En su artículo del domingo 11 de febrero de 1934, Ramón Gómez reflexionaba sobre las alegorías del carnaval
12 feb 2017 . Actualizado a las 05:10 h.Domingo 11 de febrero de 1934
Lo que más une un tiempo con otro y el Madrid de hace cien años con el Madrid de ahora, son esas máscaras invariables, impenitentes, empedernidas, que aparecen con disfraces muy parecidos en el estadio de todos los tiempos.
Siempre hay máscaras nuevas. La noche las prepara, y sólo con que las imiten las máscaras ya está conseguido el éxito. Pero en la muchedumbre confusa del carnaval; en esa apiñada multitud que tan bien saben explotar los ladrones, se pierden las máscaras de actualidad, dominando el conjunto las máscaras del pasado, los moros, los estudiantes, las cantineras, los pierrots, las mujeres vestidas de hombre, los guerreros de la Edad Media, los trovadores, los magos, etcétera, etcétera.
Bajo la apariencia de que son las mismas máscaras, parecen los mismos hombres y las mismas mujeres del pasado, y la mitad humana que forman los muertos y los vivos se estrechan y se aglomeran mejor que nunca.
Las alegorías del Carnaval
En las alegorías del Carnaval que los dibujantes románticos trazaron con sus plumas soñadoras y leales se encuentra también este parecido de unos Carnavales con otros, esta identidad de la ciudad consigo misma a través de las épocas, ese día señalado.
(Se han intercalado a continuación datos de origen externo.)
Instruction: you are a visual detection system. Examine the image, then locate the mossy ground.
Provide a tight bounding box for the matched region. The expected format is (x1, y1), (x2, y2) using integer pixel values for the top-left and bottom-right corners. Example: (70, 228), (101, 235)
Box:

En las alegorías del Carnaval, llenas de una profunda inspiración, como sólo se da en las alegorías de Navidad, hay también una especial melancolía recogiendo esa sutileza de la luz de esos días en que parece que va a nevar aunque no nieve.
En todas esas alegorías figura la calle con sus comparsas y al fondo sus coches de lujo con cochero y lacayo; figura el baile del Real, lleno de luz y de abrazos, con su máscara a medio seducir en el rincón íntimo del baile y, por fin, dando intimidad a todo esto, la escena privada en que, sentados muy juntos, beben sus cálices de licor las parejas ya hechas, la gente crúa que está dispuesta a destapar todas las botellas que sean necesarias, porque un día es un día.
De ese conjunto brota la emoción del engaño de la mascarada y el arrepentimiento de los seductores y las seducidas, que tramaron lo irreparable sin gran empeño, improvisándolo, precipitándolo en el más absurdo instante de aturdimiento.
El cielo con cara de payaso
Las alegres alegrías del Carnaval son muy tristonas y conmueve estarlas mirando un largo rato, pues tienen algo del espejo del pasado, que lo equipara demasiado al presente, y tienen como fondo toda la tristeza del invierno con sus árboles de finos apéndices, sus árboles de una flaca desnudez, que es en los días de Carnaval cuando llega a ser más quebradiza y más desalmada sobre el cielo de luz lívida, el cielo con cara de payaso, el cielo que más se parece al cielo del fin del mundo.